Adaptive Control for Gravitational Wave Detection Formation Considering Time-Varying Communication Delays
Yu Zhang,
Yuan Liu,
Juzheng Zhang,
Zhenkun Lu,
Jikun Yang
Affiliations
Yu Zhang
MOE Key Laboratory of TianQin Mission, TianQin Research Center for Gravitational Physics & School of Physics and Astronomy, Frontiers Science Center for TianQin, CNSA Research Center for Gravitational Waves, Sun Yat-Sen University (Zhuhai Campus), Zhuhai 519082, China
Yuan Liu
School of Aeronautics and Astronautics, Sun Yat-Sen University, Shenzhen 518107, China
Juzheng Zhang
MOE Key Laboratory of TianQin Mission, TianQin Research Center for Gravitational Physics & School of Physics and Astronomy, Frontiers Science Center for TianQin, CNSA Research Center for Gravitational Waves, Sun Yat-Sen University (Zhuhai Campus), Zhuhai 519082, China
Zhenkun Lu
MOE Key Laboratory of TianQin Mission, TianQin Research Center for Gravitational Physics & School of Physics and Astronomy, Frontiers Science Center for TianQin, CNSA Research Center for Gravitational Waves, Sun Yat-Sen University (Zhuhai Campus), Zhuhai 519082, China
Jikun Yang
MOE Key Laboratory of TianQin Mission, TianQin Research Center for Gravitational Physics & School of Physics and Astronomy, Frontiers Science Center for TianQin, CNSA Research Center for Gravitational Waves, Sun Yat-Sen University (Zhuhai Campus), Zhuhai 519082, China
A distributed six-degree-of-freedom (6-DOF) cooperative control for multiple spacecraft formation is investigated considering parametric uncertainties, external disturbances, and time-varying communication delays. Unit dual quaternions are used to describe the kinematics and dynamics models of the 6-DOF relative motion of the spacecraft.

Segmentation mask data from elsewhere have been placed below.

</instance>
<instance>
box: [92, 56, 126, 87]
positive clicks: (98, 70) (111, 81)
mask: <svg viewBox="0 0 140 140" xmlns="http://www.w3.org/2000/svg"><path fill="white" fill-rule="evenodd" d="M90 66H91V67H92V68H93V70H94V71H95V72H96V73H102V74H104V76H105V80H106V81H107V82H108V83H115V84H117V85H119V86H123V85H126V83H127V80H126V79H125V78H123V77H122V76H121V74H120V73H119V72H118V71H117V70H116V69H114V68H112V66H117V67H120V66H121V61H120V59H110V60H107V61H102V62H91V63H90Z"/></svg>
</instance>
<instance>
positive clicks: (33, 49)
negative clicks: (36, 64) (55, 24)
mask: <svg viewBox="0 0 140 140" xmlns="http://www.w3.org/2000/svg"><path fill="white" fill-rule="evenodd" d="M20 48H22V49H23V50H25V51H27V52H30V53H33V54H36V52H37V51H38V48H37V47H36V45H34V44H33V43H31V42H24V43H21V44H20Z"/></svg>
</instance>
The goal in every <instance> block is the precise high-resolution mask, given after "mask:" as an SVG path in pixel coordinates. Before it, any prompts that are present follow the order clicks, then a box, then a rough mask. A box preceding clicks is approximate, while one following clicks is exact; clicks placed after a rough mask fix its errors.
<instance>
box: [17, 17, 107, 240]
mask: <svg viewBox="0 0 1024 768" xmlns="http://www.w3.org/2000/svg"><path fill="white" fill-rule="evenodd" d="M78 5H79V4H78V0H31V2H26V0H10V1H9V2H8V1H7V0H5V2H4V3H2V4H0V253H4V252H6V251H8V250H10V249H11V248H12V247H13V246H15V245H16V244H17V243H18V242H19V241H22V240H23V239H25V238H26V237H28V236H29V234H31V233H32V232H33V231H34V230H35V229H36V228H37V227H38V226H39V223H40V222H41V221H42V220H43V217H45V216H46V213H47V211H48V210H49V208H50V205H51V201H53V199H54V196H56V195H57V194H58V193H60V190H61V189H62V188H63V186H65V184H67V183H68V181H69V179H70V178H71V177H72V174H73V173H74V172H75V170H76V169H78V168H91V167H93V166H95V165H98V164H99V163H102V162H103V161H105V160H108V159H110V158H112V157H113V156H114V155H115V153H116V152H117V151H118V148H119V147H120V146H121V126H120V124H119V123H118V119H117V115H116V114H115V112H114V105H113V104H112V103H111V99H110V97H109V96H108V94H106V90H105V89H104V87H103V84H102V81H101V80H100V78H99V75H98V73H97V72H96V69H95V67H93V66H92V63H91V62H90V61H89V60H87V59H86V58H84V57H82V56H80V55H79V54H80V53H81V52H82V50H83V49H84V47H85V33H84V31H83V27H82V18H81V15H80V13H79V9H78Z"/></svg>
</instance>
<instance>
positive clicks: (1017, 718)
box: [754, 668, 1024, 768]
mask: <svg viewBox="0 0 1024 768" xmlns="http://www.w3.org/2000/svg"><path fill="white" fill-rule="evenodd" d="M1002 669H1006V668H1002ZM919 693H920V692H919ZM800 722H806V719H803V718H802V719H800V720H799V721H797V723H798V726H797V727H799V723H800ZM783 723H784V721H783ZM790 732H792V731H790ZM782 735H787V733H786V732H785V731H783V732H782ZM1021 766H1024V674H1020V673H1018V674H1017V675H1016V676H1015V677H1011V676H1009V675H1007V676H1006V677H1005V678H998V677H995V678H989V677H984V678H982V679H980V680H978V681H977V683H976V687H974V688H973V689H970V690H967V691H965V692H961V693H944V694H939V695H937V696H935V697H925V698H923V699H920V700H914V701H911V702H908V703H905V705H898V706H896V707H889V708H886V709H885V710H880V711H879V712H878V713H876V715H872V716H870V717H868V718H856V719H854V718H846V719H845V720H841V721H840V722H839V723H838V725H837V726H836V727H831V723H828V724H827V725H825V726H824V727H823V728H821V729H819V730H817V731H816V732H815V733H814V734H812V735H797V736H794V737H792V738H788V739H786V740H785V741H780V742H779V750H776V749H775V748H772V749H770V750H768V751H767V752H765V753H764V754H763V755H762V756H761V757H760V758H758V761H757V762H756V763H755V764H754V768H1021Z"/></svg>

A distributed coordinated controller based on dual quaternions with time-varying communication delays is proposed. The unknown mass and inertia, as well as unknown disturbances, are then taken into account. An adaptive coordinated control law is developed by combining the coordinated control algorithm with an adaptive algorithm to compensate for parametric uncertainties and external disturbances. The Lyapunov method is used to prove that the tracking errors converge globally asymptotically. Numerical simulations show that the proposed method can realize cooperative control of attitude and orbit for the multi-spacecraft formation.